Tragen wir Verantwortung für das Auftreten des Hungers, dann ist jede Entscheidung über die Verteilung des Hungersnot-Risikos eine Entscheidung darüber, wen wir töten. Selbst die Entscheidung, die Selektion der Natur zu überlassen, ist als Strategie in der Hungersnot eine Entscheidung darüber, wen wir töten – denn mit einer anderen Strategie hätten vielleicht andere Menschen überlebt, mit einer anderen Strategie vor dem Auftreten des Hungers hätte es vielleicht gar keine Hungersnot gegeben oder sie wäre weniger gravierend ausgefallen. Die Entscheidung für eine bestimmte Politik während der Hungersnot mag sich rechtfertigen lassen durch Verweis darauf, dass sich ohnehin nicht mehr viel machen lässt, weil die Situation ist, wie sie eben ist, und dass es nun mal Tote geben wird. So ähnlich wie auf einem schlecht ausgestatteten Rettungsboot. Aber selbst in diesem Fall ist die Entscheidung für eine bestimmte Verfahrensweise während der Hungersnot keine Entscheidung für die Rettung bestimmter, aber nicht aller Personen vor einer unvermeidlichen Katastrophe.

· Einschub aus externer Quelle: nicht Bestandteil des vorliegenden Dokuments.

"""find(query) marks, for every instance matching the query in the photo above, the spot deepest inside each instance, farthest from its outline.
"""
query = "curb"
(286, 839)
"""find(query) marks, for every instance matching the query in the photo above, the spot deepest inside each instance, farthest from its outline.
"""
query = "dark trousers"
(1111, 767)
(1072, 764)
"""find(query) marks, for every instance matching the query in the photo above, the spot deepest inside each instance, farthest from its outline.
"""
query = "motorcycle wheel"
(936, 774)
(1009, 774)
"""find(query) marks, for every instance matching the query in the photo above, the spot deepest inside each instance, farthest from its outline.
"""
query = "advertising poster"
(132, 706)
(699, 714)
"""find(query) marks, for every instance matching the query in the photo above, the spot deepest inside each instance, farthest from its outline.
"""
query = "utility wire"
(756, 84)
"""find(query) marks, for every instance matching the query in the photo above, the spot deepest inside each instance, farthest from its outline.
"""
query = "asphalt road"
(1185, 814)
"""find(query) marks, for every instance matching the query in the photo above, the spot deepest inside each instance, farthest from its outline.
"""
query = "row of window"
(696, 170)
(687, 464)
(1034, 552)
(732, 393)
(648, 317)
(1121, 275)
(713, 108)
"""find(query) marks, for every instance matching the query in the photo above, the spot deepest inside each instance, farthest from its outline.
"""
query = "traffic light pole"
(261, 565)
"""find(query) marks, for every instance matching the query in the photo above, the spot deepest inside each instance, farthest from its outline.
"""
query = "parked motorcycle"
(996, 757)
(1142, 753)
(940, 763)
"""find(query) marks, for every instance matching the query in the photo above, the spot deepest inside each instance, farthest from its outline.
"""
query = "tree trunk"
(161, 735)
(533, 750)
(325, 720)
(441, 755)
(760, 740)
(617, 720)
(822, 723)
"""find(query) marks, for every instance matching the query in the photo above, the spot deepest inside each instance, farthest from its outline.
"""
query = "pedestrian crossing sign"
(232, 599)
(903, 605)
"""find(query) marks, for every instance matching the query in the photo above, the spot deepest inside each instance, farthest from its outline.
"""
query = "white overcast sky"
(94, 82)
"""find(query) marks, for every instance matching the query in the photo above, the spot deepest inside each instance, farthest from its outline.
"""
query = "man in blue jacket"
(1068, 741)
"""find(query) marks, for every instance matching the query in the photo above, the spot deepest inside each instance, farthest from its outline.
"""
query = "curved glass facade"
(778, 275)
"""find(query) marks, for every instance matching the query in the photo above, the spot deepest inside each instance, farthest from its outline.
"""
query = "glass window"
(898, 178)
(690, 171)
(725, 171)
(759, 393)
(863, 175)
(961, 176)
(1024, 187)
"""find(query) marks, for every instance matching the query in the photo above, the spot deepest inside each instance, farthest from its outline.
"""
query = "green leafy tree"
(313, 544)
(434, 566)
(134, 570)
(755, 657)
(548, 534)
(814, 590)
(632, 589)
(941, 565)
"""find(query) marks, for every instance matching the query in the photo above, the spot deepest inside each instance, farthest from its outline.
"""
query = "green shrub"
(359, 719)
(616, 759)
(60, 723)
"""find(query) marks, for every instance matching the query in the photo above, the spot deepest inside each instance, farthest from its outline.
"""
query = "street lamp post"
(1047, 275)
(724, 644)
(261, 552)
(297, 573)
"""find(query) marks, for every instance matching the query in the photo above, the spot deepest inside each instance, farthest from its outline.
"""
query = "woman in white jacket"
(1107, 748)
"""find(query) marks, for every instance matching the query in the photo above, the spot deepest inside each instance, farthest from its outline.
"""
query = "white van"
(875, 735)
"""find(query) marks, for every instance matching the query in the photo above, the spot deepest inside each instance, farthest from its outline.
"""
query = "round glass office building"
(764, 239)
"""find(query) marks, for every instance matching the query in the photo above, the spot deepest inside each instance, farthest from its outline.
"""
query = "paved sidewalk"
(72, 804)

Natürlich können Einzelpersonen keine individuellen Strategien gegen den Hunger entwickeln. Maßnahmen in Zeiten des Hungers und davor werden von Regierungen und möglicherweise auch von Nichtregierungs-Organisationen individuell und kollektiv entschieden. Es kann sich sogar als politisch unmöglich herausstellen, weltweit eine kohärente Strategie für Zeiten des Hungers und davor festzulegen. Wenn dem so ist, müssen wir uns für kleinteilige und bruchstückhafte Lösungen entscheiden. Aber jeder Mensch, der in der Position ist, solche Maßnahmen, sei es nun global oder lokal, zu unterstützen oder abzulehnen, muss entscheiden, welche Maßnahme er für gut befindet und welche nicht. Selbst bei Einzelpersonen kommen Tatenlosigkeit und Gleichgültigkeit häufig Entscheidungen gleich – Entscheidungen, die Maßnahmen gegen den Hunger während und vor der Hungersnot zu unterstützen oder den Status quo fortzuschreiben, ob dies nun durch aktive Teilhabe oder passives Geschehenlassen passiert. Es gibt eine ganze Reihe von Möglichkeiten für den Bürger, solche politischen Maßnahmen zu beeinflussen. Zum Beispiel, indem sie sich für oder gegen Entwicklungshilfe und Auslandsinvestitionen einsetzen, indem sie sich Organisationen oder Gruppierungen wie Zero Population Growth anschließen oder nicht, indem sie Technologien nutzen, die die Umwelt bewahren, und einen entsprechenden Lebensstil pflegen. Wir haben also ganz individuell jeder die Pflicht, das Töten zu verhindern. Denn selbst wenn wir
a) die Hungertoten nicht im Alleingang getötet haben,
b) die Hungertoten nicht unmittelbar getötet haben,
c) nicht wissen, welche Menschen in der Folge der von uns unterstützten Maßnahmen gegen den Hunger und zur Vorbeugung einer Hungersnot sterben werden (außer natürlich, wir vertreten eine Art Völkermord durch Hunger),
d) nicht beabsichtigen, dass jemand vor Hunger stirbt,
töten wir und lassen die anderen nicht einfach nur sterben. Denn als Resultat unseres Handelns im Einklang mit anderen werden Menschen sterben, die hätten überleben können, hätten wir anders gehandelt und nicht ursächlich Einfluss genommen.